It remains to be seen what Attorney General Jeff Sessions will or won't do with regard to enforcing federal marijuana laws in states that have legalized the drug. However, several efforts are quietly under way to change those laws.
At least a dozen bills have been introduced in the U.S. Congress over the past three months that relate to marijuana. Several of them could have significant ramifications for marijuana stocks if they are ultimately passed. Here are three that could have especially big impacts.
Make up the gap
Sen. Ron Wyden and Rep. Earl Blumenauer, both Democrats from Oregon, simultaneously introduced the "Responsibly Addressing the Marijuana Policy Gap Act" to the U.S. Senate and House of Representatives on March 30. The act would change federal law in several ways to allow state laws on marijuana to take precedence.
The bicameral legislation would eliminate criminal penalties for individuals who violate the federal Controlled Substances Act but comply with state laws. It would allow federal tax deductions and credits in connection with sales of marijuana that are compliant with state laws. The act would also limit restrictions on marijuana advertising in states that have legalized marijuana. Another important component of the bill is to remove penalties and restrictions for banks and financial institutions to provide services to marijuana-related businesses.
So far, the proposed legislation has only been introduced in the Senate. The bill has been referred to several House committees for review, however, including the Judiciary, Energy and Commerce, and Ways and Means committees.
Show Uncle Sam the money
Sen. Wyden and Rep. Blumenauer introduced an even more sweeping legislation to their respective chambers on March 30. This bill, referred to as the "Marijuana Revenue and Regulation Act," would radically change current federal laws pertaining to marijuana.
The act would totally decriminalize the use and sale of marijuana at the federal level. While that might not appeal to some in Congress, another part might: the establishment of new federal taxes on marijuana. Oversight of marijuana would also be handled by the same federal agencies that address alcohol, including a renaming of the Bureau of Alcohol, Tobacco, Firearms, and Explosives to the Bureau of Alcohol, Tobacco, Marijuana, Firearms, and Explosives.
Nothing has been done yet in the Senate on the proposed legislation since Sen. Wyden introduced it. In the House, the bill has been referred to the Ways and Means committee for review.
A better schedule
A less ambitious piece of legislation has attracted bipartisan support. Rep. Matt Gaetz (R) and Rep. Darren Soto (D), both of Florida, introduced H.R. 2020 to the House of Representatives on April 6.
The bill doesn't have a catchy title yet, but its intent is to reclassify marijuana from a Schedule 1 drug under the Controlled Substances Act to a Schedule 3 drug. Schedule 1 drugs by definition have "no currently accepted medical use and a high potential for abuse." Schedule 3 drugs, on the other hand, have "a moderate to low potential for physical and psychological dependence."
Two House committees now have responsibility for reviewing the proposed legislation -- the Judiciary committee and the Energy and Commerce committee.
Odds and ends
What are the odds that any of these bills will pass?
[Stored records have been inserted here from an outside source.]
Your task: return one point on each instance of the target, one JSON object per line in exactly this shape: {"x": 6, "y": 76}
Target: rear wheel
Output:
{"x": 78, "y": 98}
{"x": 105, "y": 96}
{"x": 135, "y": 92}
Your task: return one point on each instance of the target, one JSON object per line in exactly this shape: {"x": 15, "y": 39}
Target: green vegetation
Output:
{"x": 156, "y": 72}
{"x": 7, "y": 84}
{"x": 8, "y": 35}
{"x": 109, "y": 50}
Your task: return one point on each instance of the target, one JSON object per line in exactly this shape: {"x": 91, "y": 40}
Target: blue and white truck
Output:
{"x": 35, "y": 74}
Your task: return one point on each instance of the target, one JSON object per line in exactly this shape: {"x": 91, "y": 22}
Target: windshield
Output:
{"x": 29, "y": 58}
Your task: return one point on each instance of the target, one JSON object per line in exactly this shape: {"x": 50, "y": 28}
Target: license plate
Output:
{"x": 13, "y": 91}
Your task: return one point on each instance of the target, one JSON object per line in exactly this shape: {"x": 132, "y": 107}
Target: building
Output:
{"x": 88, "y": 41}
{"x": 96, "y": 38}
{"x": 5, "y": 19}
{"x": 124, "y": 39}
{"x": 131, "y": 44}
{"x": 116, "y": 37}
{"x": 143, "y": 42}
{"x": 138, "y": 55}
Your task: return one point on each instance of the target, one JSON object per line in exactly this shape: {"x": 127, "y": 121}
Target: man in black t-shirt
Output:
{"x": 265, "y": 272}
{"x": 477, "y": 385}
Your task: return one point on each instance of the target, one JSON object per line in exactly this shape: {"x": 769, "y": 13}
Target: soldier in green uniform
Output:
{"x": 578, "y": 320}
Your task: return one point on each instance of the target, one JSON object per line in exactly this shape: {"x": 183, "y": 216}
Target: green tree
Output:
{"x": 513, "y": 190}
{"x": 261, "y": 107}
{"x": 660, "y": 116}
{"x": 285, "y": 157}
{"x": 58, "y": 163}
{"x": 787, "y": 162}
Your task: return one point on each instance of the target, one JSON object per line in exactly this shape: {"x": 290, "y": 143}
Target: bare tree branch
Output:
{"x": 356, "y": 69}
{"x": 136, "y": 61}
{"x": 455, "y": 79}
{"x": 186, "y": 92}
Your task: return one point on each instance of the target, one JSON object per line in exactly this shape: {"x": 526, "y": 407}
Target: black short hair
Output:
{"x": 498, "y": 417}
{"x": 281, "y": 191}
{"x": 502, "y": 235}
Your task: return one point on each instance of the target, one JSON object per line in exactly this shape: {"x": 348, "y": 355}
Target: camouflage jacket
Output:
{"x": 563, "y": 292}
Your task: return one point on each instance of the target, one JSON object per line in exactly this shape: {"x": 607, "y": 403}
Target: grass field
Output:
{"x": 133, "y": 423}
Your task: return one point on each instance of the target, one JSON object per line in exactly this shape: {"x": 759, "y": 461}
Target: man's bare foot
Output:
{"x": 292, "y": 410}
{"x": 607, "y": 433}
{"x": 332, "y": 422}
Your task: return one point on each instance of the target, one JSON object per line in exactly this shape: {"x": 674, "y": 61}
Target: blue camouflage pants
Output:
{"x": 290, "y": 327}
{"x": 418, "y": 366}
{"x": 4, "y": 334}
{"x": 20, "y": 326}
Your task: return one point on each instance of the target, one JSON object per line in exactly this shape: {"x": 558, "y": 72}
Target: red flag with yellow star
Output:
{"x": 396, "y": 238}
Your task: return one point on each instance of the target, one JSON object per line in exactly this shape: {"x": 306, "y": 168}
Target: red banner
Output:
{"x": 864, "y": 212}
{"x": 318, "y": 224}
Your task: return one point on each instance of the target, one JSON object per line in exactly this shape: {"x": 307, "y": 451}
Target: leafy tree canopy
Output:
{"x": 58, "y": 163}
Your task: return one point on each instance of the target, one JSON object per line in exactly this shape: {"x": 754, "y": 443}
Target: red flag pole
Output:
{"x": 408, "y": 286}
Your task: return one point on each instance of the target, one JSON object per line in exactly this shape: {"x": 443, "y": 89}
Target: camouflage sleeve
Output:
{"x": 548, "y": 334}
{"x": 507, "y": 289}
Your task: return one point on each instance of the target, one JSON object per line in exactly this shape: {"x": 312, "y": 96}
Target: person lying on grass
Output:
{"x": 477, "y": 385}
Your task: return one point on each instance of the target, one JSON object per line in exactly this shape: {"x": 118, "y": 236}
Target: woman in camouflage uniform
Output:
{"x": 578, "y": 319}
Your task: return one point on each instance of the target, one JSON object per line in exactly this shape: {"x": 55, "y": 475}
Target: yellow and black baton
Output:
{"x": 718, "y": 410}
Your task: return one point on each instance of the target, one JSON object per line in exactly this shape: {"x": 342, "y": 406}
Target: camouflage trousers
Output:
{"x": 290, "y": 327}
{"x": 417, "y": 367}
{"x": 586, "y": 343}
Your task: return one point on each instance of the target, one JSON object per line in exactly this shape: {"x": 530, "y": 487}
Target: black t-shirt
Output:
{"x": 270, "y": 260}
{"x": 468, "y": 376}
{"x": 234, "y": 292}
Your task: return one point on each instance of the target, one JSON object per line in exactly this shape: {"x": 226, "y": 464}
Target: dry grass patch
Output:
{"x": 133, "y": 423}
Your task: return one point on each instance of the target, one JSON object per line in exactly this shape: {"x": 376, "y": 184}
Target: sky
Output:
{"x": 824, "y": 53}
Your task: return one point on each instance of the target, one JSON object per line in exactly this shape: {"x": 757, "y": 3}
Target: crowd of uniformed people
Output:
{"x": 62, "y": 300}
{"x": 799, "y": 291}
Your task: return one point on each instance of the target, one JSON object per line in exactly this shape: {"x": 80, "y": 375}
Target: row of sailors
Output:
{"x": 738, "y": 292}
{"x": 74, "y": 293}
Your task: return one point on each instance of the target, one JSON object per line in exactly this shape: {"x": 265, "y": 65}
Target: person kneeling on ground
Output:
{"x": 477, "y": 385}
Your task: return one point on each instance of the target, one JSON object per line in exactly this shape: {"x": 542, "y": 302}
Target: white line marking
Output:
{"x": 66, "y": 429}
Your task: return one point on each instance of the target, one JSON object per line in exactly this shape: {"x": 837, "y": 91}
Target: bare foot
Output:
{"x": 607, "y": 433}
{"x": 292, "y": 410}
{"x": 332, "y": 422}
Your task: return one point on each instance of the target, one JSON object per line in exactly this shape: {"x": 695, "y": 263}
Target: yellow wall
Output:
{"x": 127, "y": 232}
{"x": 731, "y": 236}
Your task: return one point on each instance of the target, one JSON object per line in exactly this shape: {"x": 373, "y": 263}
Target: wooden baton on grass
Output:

And what would the end results be for marijuana stocks if they did?
A somewhat similar version to one of the bills has already died in committee before. In 2015, Blumenauer introduced a bill to tax marijuana, like the proposed Marijuana Revenue and Regulation Act. That earlier version, however, never made it out of the House Ways and Means committee.
It's probably unlikely that the latest version will pass Congress, either. There could be some support for bicameral legislation to give precedence to state laws pertaining to marijuana, however.
The act to reschedule marijuana might gain the most support, especially with studies like those conducted by GW Pharmaceuticals (GWPH) that show evidence for medical efficacy of cannabidiol in treating certain conditions. Even though the U.S. Drug Enforcement Agency declined to reschedule marijuana last year, senators and congressional representatives tend to be more easily swayed by public opinion. The majority of Americans now support legalization of marijuana. Even still, passage of the rescheduling bill is definitely an uphill battle.
GW Pharmaceuticals is already following the regulatory approval process established by the U.S. Food and Drug Administration. However, conducting clinical studies in the U.S. would probably be easier for the company if any of the proposed bills became law. Other marijuana stocks could be helped even more.
One of the biggest beneficiaries would be Medical Marijuana, Inc. (MJNA -0.76%). If either of the bills introduced by Wyden and Blumenauer passed, the company would have clear sailing to market its products in the growing list of states that have legalized medical marijuana and/or recreational marijuana.
Medical Marijuana wouldn't be affected quite as much by the bill calling for rescheduling of marijuana. However, it could help the company and other medical-marijuana dispensaries openly work with banks, an obstacle that's been a significant issue for marijuana-related businesses.
For now, though, investors shouldn't hold their breath that any of these legislative acts will pass. And that means marijuana stocks such as Medical Marijuana could continue to be quite volatile.